Cancel/return nodepool requests on job cancel

When canceling a running or requested job, cancel outstanding
nodepool requests or return unused nodes.

Change-Id: I77f8869b9d751ccd6c9f398ed03ef5ac482cc204
diff --git a/tests/test_nodepool.py b/tests/test_nodepool.py
index 677ae73..78d85aa 100644
--- a/tests/test_nodepool.py
+++ b/tests/test_nodepool.py
@@ -105,3 +105,18 @@
         self.waitForRequests()
         self.assertEqual(len(self.provisioned_requests), 1)
         self.assertEqual(request.state, 'fulfilled')
+
+    def test_node_request_canceled(self):
+        # Test that node requests can be canceled
+
+        nodeset = model.NodeSet()
+        nodeset.addNode(model.Node('controller', 'ubuntu-xenial'))
+        nodeset.addNode(model.Node('compute', 'ubuntu-xenial'))
+        job = model.Job('testjob')
+        job.nodeset = nodeset
+        self.fake_nodepool.paused = True
+        request = self.nodepool.requestNodes(None, job)

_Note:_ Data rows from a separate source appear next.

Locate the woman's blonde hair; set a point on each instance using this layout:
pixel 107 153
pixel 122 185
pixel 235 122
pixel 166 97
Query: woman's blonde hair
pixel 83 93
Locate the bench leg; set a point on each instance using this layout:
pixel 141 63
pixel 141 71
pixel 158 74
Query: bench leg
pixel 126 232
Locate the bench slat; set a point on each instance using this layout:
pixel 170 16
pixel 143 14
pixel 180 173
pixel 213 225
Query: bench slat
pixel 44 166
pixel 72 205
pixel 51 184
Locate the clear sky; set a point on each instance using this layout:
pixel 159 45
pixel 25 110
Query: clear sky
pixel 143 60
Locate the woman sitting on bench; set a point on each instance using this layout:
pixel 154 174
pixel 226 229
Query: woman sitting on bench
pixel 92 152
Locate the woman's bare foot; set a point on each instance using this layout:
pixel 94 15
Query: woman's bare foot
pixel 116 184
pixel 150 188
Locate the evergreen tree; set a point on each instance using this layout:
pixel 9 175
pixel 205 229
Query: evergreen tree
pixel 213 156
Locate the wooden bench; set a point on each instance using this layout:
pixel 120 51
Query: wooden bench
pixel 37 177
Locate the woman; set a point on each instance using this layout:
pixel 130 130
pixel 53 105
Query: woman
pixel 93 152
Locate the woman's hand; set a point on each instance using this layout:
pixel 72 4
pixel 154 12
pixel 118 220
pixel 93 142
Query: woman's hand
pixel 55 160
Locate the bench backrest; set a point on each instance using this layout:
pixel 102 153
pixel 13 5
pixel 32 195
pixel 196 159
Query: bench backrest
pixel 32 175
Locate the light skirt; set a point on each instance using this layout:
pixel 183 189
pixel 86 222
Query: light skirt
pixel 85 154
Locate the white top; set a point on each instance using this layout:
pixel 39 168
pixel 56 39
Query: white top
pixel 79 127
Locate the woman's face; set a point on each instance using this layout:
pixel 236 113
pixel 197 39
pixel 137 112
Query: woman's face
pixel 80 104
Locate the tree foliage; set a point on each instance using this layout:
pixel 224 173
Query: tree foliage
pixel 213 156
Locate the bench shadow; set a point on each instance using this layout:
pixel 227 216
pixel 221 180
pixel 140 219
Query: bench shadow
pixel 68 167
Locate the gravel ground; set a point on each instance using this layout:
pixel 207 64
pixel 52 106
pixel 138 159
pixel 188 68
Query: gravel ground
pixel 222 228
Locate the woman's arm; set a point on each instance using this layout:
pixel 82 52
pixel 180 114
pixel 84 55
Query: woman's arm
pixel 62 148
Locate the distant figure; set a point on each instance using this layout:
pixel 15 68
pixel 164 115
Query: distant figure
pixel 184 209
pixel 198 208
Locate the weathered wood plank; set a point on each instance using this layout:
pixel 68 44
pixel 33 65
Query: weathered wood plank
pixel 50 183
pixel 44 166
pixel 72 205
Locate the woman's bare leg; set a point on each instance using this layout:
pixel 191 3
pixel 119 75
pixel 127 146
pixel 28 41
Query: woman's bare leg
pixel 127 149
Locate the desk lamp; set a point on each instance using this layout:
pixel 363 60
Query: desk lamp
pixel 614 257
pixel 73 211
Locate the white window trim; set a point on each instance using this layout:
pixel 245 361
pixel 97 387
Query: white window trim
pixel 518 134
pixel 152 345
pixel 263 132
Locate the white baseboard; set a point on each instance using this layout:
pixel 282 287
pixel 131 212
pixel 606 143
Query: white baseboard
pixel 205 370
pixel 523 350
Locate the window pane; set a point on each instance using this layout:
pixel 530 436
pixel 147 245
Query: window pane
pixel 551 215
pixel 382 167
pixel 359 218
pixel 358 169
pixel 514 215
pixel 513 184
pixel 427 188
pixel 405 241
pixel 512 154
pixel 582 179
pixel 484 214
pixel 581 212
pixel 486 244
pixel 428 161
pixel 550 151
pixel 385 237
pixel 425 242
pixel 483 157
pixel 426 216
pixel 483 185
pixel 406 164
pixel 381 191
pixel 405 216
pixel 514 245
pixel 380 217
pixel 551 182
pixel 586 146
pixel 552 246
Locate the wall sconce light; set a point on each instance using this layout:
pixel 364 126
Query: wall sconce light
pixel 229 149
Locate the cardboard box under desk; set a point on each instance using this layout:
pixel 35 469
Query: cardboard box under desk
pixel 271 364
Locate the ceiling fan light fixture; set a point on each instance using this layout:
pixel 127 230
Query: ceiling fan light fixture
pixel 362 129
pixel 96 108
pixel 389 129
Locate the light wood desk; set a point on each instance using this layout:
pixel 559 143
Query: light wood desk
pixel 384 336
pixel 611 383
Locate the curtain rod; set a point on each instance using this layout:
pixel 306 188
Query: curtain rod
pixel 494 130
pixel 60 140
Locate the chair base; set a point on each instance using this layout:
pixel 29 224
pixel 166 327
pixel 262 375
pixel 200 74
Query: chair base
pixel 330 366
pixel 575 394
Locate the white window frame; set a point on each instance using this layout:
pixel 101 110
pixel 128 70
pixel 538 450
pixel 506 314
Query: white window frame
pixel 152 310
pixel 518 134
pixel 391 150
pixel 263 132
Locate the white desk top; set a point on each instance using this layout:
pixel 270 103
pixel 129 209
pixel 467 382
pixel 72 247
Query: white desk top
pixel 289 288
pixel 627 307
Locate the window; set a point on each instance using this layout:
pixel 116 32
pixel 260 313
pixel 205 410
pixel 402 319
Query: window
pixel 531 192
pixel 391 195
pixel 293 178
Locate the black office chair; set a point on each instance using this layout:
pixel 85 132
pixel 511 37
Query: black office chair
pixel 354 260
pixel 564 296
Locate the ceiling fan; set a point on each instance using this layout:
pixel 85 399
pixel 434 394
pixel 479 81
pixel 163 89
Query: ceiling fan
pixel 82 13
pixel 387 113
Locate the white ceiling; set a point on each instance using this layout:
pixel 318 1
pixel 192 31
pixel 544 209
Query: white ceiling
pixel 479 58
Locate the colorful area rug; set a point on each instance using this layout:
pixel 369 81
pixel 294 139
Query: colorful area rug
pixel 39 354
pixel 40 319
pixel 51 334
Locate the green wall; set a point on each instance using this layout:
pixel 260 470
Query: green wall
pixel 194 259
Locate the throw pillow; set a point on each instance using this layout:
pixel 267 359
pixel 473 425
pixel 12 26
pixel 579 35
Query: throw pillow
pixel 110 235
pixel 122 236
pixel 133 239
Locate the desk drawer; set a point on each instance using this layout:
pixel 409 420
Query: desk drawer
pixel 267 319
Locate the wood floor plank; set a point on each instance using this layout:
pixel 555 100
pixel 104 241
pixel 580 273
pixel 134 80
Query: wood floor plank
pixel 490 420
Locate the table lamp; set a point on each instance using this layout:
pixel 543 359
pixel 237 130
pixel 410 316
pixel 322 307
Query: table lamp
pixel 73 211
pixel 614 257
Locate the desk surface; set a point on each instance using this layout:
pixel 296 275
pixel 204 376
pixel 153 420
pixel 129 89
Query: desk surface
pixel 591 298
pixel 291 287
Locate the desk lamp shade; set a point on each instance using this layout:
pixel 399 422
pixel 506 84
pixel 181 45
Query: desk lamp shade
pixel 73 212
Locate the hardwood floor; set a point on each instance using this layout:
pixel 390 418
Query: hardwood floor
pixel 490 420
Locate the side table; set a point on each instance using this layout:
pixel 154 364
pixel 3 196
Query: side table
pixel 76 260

+        self.nodepool.cancelRequest(request)
+
+        self.waitForRequests()
+        self.assertEqual(len(self.provisioned_requests), 0)
diff --git a/zuul/launcher/client.py b/zuul/launcher/client.py
index 9fbf1bb..e17c83c 100644
--- a/zuul/launcher/client.py
+++ b/zuul/launcher/client.py
@@ -427,6 +427,7 @@
         return build
 
     def cancel(self, build):
+        # Returns whether a running build was canceled
         self.log.info("Cancel build %s for job %s" % (build, build.job))
 
         build.canceled = True
@@ -434,21 +435,21 @@
             job = build.__gearman_job  # noqa
         except AttributeError:
             self.log.debug("Build %s has no associated gearman job" % build)
-            return
+            return False
 
         # TODOv3(jeblair): make a nicer way of recording build start.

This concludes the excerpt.